La valeur de protection
Par David C. Lam, Michael Chiu et Marco Tomassetti
Avant de procéder à une acquisition, il importe d’analyser soigneusement les incidences de la valeur de protection de l’entreprise
Les regroupements d’entreprises ont repris de plus belle vers le milieu de 2003 et de nombreuses transactions d’importance ont eu lieu. Au cours du premier semestre de 2004 seulement, Manitoba Telecom a fait l’acquisition de Allstream pour 1,56 milliard de dollars, Canfor a acheté Slocan Forest pour 630 millions et QLT Inc. a mis la main sur Atrix Laboratories pour 855 millions. Les objectifs visés par ces transactions étaient variés : combler certains écarts de capacité critiques, réaliser des synergies et des économies d’échelle, acquérir des pertes fiscales et peut-être éluder une structure de fiducie de revenu ou remplacer une équipe de direction. Un autre motif stratégique pourrait également surgir : l’acquisition d’actifs pour protéger le chiffre d’affaires (qui donne lieu à une valeur de protection).
Valeur de protection — En raison des objectifs élevés qu’elles se fixent en matière de croissance, les entreprises sont amenées non seulement à se focaliser sur l’augmentation du chiffre d’affaires et à miser sur les opportunités que présentent les nouvelles technologies, mais aussi à défendre leur position sur le marché avec une vigueur sans précédent. Dans ce climat de concurrence, surgit de plus en plus souvent la notion de valeur de protection.
L’acquisition d’une entreprise peut efficacement bloquer l’entrée d’un concurrent de taille.
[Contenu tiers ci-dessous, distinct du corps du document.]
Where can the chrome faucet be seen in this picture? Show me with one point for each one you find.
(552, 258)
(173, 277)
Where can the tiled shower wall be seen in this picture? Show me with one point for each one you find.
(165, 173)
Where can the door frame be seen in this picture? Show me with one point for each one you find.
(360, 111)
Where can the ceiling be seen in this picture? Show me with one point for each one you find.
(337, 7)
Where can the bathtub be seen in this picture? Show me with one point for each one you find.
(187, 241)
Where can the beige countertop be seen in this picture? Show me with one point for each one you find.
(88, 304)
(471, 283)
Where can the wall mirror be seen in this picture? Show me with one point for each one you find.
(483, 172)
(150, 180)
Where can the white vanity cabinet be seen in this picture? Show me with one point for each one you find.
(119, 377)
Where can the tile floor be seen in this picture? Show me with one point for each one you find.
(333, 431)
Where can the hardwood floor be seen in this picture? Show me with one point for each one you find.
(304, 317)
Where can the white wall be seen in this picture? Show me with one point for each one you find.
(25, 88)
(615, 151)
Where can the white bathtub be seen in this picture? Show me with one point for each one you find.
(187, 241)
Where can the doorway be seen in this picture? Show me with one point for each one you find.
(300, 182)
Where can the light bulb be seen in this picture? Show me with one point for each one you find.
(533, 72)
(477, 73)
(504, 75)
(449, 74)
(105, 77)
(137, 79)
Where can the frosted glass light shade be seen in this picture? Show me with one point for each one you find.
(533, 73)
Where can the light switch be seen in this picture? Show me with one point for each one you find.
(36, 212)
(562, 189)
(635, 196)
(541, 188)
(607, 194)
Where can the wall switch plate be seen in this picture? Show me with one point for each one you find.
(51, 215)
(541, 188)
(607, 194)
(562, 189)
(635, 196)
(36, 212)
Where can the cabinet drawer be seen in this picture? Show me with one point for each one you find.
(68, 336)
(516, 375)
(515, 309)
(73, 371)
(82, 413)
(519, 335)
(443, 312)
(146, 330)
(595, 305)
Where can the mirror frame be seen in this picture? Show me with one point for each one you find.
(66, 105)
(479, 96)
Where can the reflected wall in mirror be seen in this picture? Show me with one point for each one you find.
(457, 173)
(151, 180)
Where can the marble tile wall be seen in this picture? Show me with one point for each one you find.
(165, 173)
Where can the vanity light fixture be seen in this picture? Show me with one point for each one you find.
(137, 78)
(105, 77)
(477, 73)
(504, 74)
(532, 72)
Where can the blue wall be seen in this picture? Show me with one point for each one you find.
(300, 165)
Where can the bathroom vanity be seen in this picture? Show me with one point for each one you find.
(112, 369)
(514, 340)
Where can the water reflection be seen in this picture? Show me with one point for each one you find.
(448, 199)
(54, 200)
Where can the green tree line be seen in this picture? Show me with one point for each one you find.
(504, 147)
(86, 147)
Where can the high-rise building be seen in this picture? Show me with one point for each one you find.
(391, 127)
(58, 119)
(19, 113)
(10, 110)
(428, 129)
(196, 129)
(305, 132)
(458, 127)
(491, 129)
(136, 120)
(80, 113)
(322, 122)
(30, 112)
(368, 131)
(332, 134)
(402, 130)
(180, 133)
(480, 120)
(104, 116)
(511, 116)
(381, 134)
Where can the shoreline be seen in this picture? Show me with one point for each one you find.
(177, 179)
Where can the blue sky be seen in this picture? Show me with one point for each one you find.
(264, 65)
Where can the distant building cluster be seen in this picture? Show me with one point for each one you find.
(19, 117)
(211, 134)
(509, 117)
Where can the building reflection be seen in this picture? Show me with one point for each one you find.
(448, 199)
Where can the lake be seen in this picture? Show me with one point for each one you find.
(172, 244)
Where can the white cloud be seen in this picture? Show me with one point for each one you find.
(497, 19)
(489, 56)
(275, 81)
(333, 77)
Prévenir l’érosion d’une part de marché revêt alors une valeur considérable. Cela est particulièrement vrai dans les secteurs arrivés à maturité, dominés par un faible nombre d’acteurs au sein desquels la croissance du chiffre d’affaires est sans cesse compromise, qui sont à la recherche de moyens pour s’introduire dans les zones géographiques occupées par leurs concurrents afin de s’approprier leur clientèle.
Dans la plupart des transactions, le prix payé en sus de la valeur intrinsèque est généralement perçu comme une sorte de prime stratégique. Cette prime représente les avantages qualitatifs, comme la valeur défensive, que procurent les moyens de fidélisation de la clientèle et la valeur de protection. Or, comment quantifier cet avantage, combien doit-il être payé ou dans quelle mesure doit-il se refléter dans le prix?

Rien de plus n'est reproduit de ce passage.